Perhaps, but the current charter rate is over $30,000 per day so two weeks is a lot of cash!!!!

FF

[rwatson]

Quote:

Originally Posted by masalai

I almost said Oops, but re-read the initial post - mobility seems implicit in the concept questioned... But such is life

"...... but I am interested in energy sources that can create power while the vessel is moored or anchored. "

No - its an OOPs moment!

Even then, the math seems do-able - lets allow $30k per day for a supertanker, for say 14 days thats $420,0000 -so maybe little profit - but if they were doing a high value product like some sort of hydrogen compound - it would be much more feasible.

A by-product of having a permanent processing plant that the supertankers pulled up to (bit like an oil rig) is that all the nutrients brought to the surface during the pumping exercise evidently promote a lot of fish, a bit of a side benefit that could help the cashflow.

[JonathanCole]

Quote:

Originally Posted by rwatson

"...... but I am interested in energy sources that can create power while the vessel is moored or anchored. "

No - its an OOPs moment!

Even then, the math seems do-able - lets allow $30k per day for a supertanker, for say 14 days thats $420,0000 -so maybe little profit - but if they were doing a high value product like some sort of hydrogen compound - it would be much more feasible.

A by-product of having a permanent processing plant that the supertankers pulled up to (bit like an oil rig) is that all the nutrients brought to the surface during the pumping exercise evidently promote a lot of fish, a bit of a side benefit that could help the cashflow.
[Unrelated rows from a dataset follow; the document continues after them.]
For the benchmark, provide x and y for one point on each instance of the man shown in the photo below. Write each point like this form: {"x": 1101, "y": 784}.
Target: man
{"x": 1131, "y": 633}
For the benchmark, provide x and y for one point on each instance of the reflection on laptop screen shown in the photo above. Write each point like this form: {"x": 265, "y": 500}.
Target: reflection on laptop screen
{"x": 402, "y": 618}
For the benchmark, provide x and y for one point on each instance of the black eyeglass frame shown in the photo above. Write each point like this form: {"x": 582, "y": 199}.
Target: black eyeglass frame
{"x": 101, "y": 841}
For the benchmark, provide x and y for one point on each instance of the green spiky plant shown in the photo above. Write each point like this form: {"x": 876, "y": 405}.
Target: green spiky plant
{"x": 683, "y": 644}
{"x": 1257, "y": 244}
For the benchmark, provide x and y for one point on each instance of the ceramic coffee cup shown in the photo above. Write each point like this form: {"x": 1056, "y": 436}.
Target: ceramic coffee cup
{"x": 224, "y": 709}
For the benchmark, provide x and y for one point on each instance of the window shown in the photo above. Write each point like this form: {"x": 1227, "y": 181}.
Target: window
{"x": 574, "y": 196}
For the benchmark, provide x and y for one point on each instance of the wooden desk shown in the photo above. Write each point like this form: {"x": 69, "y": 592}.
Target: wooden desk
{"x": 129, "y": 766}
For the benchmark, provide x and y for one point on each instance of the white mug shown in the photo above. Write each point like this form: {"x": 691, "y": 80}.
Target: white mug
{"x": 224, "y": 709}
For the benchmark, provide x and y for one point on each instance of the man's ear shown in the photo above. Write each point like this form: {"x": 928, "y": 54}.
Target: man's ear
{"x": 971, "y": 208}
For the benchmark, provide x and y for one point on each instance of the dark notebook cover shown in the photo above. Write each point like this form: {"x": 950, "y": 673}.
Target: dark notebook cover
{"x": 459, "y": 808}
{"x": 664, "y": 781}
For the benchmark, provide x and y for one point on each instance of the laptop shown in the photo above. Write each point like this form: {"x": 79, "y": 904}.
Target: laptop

Actually, what you are describing is the inverse of normal Ocean Thermal Energy Conversion. Normally it is cold water that is pumped to the surface to condense a working fluid that is heated by the surface waters. In this case it is heated water that is in the deep. Maybe you would lower the turbine to the heated water source, and then pump cooler water from above downward, which should be very efficient since cooler water should tend to sink in warmer water. The cooler water would still act to condense the working fluid of the turbine. Perhaps the cooler water could be procurred from a lateral position not too far away. Maybe this whole operation should be undertaken by a surplus nuclear submarine?

[rwatson]

Yes, thats true - assuming the hotspot is a long way underwater.
Generally however, the volcano is above or very close to the surface of the water to be a candidate in the scenario I was envisaging. So this would provide very hot water at or near the surface where the turbine is, and still require pumping cold water from the depths.

The 'reverse' scenario would be a bit of a technical challenge, having to submerge the generator, but not impossible.

[JonathanCole]

Quote:

Originally Posted by rwatson

Yes, thats true - assuming the hotspot is a long way underwater.
Generally however, the volcano is above or very close to the surface of the water to be a candidate in the scenario I was envisaging. So this would provide very hot water at or near the surface where the turbine is, and still require pumping cold water from the depths.

The 'reverse' scenario would be a bit of a technical challenge, having to submerge the generator, but not impossible.

That would be ideal to have the heat source close to the surface. Here in Hawaii, we have a new volcano, Loihi, forming 30 miles to the south of the big island. It is still 3000 feet or so below the surface. There have also been many hot vents discovered in deep ocean trenches. I guess that's why my thoughts immediately went in the deep direction.